La subjectivité est inhérente à la nature humaine, mais relativement plus ou moins forte en fonction des personnes.

Elle est d’abord physiologique, concernant la réceptivité limitée des cinq sens. Nous savons qu’il y a déjà des différences entre les perceptions sensorielles des êtres humains et des animaux. Certains de ceux-ci voient la nuit, d’autres entendent les ultrasons. Même entre êtres humains, il y a des différences qui peuvent être fortes (les « daltoniens » en sont un exemple) ou moins évidentes (par exemple, différences d’acuité visuelle ou auditive).

Elle est aussi fonction de nos typologies Arc En Ciel.

Elle est aussi psychologique, se formant principalement dans l’enfance au cours de laquelle la construction du moi se fait au travers de l’acquisition de schémas familiaux et/ou culturels ainsi que de l’expérimentation de situations marquantes en rapport avec des besoins et des manques importants, en fonction de notre typologie Arc En Ciel.

Des processus d’apprentissage, qui permettent, quand ils sont appropriés, d’appréhender la réalité, sont alors utilisés pour consolider cette déformation : ce sont la généralisation, la sélection et la distorsion des informations.

  • La généralisation permet de tirer d’un cas particulier une loi générale qui évite d’avoir à vérifier à chaque fois tous les composants d’une expérience. Si nous ne disposions pas de cette fonction, nous serions condamnés à redécouvrir la vie et ses lois à chaque seconde.
  • La sélection constitue une sélection normale des informations qui permet la concentration et évite la dispersion. Si nous ne disposions pas de cette fonction, nous serions condamnés à être submergés par les milliers (ou millions) d’informations qui sont en permanence à notre disposition.
  • La distorsion est un facteur d’expression personnelle de l’imaginaire en même temps qu’une dynamique d’action et d’évolution entre un présent réel et un futur hypothétique (art, créativité, projets, plans, objectifs…). Si nous ne disposions pas de cette fonction, nous serions condamnés à végéter dans un présent sans saveur.

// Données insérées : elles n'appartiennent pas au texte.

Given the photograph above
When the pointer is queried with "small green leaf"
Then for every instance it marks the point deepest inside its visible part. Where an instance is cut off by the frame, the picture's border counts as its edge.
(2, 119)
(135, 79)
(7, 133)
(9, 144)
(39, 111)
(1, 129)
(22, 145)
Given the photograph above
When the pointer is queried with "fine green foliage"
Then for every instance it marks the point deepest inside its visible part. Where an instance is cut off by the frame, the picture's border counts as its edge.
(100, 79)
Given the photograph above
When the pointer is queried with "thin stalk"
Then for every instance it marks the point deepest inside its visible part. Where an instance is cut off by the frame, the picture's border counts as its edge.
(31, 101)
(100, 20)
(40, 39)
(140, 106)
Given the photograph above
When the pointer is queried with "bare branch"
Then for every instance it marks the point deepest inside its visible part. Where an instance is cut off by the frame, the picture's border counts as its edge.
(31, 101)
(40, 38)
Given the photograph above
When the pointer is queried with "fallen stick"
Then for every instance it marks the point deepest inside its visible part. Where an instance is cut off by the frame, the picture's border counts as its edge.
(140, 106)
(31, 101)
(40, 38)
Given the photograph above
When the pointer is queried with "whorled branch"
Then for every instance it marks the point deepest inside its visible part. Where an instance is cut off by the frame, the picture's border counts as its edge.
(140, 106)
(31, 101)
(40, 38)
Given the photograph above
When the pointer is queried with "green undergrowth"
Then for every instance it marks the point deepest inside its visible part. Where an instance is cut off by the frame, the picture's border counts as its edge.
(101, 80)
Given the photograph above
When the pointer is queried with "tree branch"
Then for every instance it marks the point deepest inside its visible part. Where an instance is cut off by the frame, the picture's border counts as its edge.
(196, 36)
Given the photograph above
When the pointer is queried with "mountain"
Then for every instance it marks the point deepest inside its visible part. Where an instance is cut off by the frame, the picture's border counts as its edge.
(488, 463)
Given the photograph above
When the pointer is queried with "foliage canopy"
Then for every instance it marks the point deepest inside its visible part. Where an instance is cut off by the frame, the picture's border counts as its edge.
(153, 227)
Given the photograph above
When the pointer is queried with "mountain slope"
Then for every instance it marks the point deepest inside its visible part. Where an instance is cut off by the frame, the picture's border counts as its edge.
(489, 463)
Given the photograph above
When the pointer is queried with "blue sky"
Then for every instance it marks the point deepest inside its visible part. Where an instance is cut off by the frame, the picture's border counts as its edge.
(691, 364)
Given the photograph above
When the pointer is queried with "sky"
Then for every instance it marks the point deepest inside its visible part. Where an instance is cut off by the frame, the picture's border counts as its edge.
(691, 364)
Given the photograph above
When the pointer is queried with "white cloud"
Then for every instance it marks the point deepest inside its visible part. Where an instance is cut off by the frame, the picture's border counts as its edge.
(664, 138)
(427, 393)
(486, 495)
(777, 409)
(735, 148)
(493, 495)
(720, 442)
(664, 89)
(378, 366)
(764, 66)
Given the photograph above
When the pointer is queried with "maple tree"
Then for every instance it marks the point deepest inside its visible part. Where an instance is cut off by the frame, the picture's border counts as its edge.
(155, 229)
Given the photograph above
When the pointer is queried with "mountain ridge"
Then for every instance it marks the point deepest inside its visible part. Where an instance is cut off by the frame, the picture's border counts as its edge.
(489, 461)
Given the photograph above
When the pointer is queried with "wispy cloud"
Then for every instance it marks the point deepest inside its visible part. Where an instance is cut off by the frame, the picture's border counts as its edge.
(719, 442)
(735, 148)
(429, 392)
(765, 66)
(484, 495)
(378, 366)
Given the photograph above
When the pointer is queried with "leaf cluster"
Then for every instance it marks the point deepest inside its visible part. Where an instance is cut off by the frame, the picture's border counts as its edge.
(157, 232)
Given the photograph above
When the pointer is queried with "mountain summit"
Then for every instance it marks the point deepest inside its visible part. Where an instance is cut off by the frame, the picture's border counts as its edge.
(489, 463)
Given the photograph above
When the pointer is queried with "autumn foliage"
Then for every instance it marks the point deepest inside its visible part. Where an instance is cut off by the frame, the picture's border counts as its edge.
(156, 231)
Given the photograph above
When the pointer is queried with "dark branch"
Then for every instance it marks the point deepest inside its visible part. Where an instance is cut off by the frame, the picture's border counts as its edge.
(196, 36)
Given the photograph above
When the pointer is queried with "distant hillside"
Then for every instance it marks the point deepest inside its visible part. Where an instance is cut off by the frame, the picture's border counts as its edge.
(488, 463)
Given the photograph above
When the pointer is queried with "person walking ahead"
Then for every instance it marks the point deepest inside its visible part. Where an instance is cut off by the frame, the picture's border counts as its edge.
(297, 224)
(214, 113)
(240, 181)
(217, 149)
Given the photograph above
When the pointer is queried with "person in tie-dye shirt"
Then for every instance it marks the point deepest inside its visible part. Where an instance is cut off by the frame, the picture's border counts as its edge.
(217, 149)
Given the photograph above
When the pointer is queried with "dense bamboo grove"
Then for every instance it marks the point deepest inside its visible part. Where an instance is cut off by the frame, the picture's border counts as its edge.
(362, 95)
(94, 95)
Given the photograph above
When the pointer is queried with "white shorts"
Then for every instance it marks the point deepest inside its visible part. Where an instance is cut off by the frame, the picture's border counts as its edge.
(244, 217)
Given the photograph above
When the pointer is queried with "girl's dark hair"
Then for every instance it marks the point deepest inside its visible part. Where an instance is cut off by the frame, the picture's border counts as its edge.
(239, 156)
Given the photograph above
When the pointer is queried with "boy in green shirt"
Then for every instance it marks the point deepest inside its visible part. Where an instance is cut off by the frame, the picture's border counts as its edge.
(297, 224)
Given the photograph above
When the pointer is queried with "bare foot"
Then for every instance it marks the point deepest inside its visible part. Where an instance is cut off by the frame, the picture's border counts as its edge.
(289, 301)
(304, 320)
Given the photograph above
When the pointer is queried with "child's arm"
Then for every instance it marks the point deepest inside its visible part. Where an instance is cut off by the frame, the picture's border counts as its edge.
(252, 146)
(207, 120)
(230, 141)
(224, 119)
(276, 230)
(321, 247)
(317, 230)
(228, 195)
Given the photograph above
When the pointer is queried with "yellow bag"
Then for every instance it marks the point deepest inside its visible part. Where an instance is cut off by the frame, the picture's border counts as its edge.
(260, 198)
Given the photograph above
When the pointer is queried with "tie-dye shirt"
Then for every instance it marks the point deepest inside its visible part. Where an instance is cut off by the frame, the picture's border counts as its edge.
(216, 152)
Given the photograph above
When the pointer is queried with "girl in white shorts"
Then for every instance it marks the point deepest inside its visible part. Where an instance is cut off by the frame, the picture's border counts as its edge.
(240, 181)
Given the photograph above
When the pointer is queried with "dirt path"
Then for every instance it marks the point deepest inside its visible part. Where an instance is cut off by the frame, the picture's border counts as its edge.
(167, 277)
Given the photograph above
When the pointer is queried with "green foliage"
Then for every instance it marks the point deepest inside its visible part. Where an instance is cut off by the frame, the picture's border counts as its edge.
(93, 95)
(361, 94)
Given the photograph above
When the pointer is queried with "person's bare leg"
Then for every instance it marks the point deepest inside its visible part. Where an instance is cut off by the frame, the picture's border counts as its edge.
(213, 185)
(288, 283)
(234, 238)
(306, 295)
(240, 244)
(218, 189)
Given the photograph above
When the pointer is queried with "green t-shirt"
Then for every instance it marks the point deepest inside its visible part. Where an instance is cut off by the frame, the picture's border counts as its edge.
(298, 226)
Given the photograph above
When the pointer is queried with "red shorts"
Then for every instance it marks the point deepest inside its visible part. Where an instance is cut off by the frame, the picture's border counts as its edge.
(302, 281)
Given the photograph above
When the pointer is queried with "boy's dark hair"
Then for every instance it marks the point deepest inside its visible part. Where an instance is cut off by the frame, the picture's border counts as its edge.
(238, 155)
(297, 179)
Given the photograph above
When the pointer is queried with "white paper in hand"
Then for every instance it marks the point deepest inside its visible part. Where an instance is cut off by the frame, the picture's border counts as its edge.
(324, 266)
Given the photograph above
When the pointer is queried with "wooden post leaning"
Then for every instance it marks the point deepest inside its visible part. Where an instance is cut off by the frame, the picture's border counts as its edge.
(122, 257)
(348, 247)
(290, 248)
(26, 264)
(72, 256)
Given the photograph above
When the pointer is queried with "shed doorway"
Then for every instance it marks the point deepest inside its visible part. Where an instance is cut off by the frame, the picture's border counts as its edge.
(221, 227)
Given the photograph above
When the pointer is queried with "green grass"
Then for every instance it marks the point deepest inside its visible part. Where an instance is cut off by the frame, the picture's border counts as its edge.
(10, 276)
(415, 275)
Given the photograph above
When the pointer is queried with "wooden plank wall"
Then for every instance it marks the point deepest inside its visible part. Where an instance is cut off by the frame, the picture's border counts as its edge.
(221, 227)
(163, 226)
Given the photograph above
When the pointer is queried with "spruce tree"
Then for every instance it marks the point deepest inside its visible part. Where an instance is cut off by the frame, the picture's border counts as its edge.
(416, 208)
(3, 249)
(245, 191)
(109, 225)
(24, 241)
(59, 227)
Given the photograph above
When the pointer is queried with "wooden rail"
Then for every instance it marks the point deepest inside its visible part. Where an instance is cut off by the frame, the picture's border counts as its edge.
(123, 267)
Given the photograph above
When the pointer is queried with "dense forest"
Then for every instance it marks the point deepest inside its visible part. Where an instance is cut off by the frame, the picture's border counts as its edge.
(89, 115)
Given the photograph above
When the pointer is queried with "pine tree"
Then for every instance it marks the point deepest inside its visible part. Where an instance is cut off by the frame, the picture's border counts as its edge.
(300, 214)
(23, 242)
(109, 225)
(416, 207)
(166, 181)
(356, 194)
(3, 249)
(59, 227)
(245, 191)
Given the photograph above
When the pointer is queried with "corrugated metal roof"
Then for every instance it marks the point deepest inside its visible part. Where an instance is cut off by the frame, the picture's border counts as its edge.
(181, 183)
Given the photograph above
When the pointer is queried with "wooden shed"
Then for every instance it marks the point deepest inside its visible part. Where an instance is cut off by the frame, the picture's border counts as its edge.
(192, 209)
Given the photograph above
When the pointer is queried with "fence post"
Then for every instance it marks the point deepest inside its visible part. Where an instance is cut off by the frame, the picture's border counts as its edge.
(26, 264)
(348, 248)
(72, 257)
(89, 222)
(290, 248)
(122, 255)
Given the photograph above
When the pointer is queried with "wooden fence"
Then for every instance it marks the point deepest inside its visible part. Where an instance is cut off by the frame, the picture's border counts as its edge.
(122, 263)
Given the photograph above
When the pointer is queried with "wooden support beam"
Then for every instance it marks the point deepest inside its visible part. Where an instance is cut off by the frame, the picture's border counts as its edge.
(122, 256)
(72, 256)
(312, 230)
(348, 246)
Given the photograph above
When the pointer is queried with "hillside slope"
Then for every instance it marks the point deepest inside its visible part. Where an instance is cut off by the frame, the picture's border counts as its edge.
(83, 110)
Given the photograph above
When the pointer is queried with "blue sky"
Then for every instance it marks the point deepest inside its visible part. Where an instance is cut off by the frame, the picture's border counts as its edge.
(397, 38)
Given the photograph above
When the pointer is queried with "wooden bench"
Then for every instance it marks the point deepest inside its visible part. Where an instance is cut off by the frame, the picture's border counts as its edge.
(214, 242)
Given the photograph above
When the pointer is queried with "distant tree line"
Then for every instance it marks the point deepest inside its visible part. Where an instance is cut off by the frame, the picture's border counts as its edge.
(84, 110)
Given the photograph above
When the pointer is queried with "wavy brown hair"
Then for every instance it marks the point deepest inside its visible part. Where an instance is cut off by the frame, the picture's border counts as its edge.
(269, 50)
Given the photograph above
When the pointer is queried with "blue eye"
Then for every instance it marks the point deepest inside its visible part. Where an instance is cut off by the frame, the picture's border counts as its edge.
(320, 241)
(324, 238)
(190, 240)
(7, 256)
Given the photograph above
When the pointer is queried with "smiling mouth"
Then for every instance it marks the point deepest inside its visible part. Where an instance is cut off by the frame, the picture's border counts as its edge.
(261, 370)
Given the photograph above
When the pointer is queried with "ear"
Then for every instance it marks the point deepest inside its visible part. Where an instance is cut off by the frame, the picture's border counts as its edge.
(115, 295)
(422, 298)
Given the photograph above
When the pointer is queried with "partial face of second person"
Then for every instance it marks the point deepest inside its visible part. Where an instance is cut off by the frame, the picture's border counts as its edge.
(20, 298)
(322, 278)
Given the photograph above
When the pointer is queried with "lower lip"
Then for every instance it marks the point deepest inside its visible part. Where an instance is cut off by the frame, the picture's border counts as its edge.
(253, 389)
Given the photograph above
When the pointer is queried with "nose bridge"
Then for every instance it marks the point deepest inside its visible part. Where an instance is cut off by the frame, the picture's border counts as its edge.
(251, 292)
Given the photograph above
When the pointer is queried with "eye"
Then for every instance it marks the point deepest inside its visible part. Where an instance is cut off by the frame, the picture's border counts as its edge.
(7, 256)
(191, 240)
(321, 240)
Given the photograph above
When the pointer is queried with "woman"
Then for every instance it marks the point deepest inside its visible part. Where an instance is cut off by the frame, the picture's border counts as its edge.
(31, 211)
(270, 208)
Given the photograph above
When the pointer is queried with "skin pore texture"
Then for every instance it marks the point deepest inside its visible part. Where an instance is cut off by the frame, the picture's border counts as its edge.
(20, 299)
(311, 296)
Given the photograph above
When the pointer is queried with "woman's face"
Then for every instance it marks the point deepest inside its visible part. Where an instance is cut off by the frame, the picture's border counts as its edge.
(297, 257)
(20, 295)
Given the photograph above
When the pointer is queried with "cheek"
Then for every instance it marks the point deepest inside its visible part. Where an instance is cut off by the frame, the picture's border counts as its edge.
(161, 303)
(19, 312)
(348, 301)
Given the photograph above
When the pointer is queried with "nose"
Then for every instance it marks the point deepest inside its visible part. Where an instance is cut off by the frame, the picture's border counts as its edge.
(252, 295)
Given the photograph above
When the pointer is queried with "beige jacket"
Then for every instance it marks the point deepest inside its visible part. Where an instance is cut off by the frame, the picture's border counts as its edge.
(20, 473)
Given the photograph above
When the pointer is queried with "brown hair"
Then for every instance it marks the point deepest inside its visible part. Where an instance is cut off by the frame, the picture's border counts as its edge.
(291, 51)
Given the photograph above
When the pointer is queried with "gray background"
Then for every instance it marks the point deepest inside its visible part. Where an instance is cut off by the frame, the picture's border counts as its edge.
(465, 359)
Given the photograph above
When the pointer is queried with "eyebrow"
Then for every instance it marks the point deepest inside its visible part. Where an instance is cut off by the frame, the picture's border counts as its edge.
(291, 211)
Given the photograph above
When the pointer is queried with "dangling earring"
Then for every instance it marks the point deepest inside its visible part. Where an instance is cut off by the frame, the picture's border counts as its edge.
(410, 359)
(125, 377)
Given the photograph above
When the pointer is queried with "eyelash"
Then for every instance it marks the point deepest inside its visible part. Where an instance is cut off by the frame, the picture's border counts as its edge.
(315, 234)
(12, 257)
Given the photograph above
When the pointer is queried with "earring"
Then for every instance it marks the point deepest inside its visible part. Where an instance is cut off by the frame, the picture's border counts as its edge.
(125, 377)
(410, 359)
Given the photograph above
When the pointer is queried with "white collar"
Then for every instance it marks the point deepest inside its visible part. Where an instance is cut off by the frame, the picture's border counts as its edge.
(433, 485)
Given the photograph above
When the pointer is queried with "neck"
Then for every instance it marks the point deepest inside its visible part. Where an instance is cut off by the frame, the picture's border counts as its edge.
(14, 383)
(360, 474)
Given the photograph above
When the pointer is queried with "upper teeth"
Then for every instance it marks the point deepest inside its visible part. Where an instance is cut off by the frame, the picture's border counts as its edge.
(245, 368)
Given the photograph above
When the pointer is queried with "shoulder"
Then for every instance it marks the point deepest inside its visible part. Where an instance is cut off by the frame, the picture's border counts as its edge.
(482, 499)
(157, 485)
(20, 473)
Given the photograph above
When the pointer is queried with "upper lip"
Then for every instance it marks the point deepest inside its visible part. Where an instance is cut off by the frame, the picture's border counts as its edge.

A l’occasion de cette acquisition et de cette expérimentation au cours de l’enfance, ces processus se mettent progressivement en place d’une façon inadaptée, et contribuent à donner à la perception de la réalité un caractère de plus en plus subjectif :

  • La généralisation fige une situation particulière en une constante et fait de ce cas particulier une généralité erronée. Elle prend la forme de mots sans index référentiel (on, les gens) et de quantifieurs universels (personne, toujours, jamais, il faut, on doit, c’est bien, c’est mal…). Les deux proverbes suivants nous en mettent en garde : « L’habit ne fait pas le moine » et « L’hirondelle ne fait pas le printemps ».
  • La sélection permet de sélectionner des aspects partiels de la réalité et donc d’en occulter d’autres, et de ne pas tenir compte de l’ensemble des composants d’une situation. « Chacun voit midi à sa porte » dit un autre proverbe ; cette sélection est souvent effectuée pour appuyer les généralisations erronées : nous risquons de retenir principalement ce qui nous conforte dans nos généralisations et de laisser de côté ce qui pourrait aller à l’encontre de celles-ci.
  • Enfin la distorsion permet d’imaginer la réalité actuelle autrement qu’elle n’est en la modifiant, en lui rajoutant des éléments inexistants, en mettant en relation différents éléments qui la composent mais qui n’ont pas de rapport particulier entre eux, ou en la comparant avec la perception d’une réalité autre ou passée toujours différente. C’est oublier que le changement est une constante universelle qui menace en permanence notre quête de sécurité, ce que nous appelons la loi du changement : « On ne se baigne jamais deux fois dans le même fleuve » écrivait il y a bien longtemps le philosophe grec Héraclite. Ce processus de distorsion inappropriée prend la forme de projections, de présuppositions, de relations de cause à effet arbitraires, d’interprétations, de comparaisons ou d’anticipations hasardeuses. « Chat échaudé craint l’eau froide » dit enfin un autre proverbe.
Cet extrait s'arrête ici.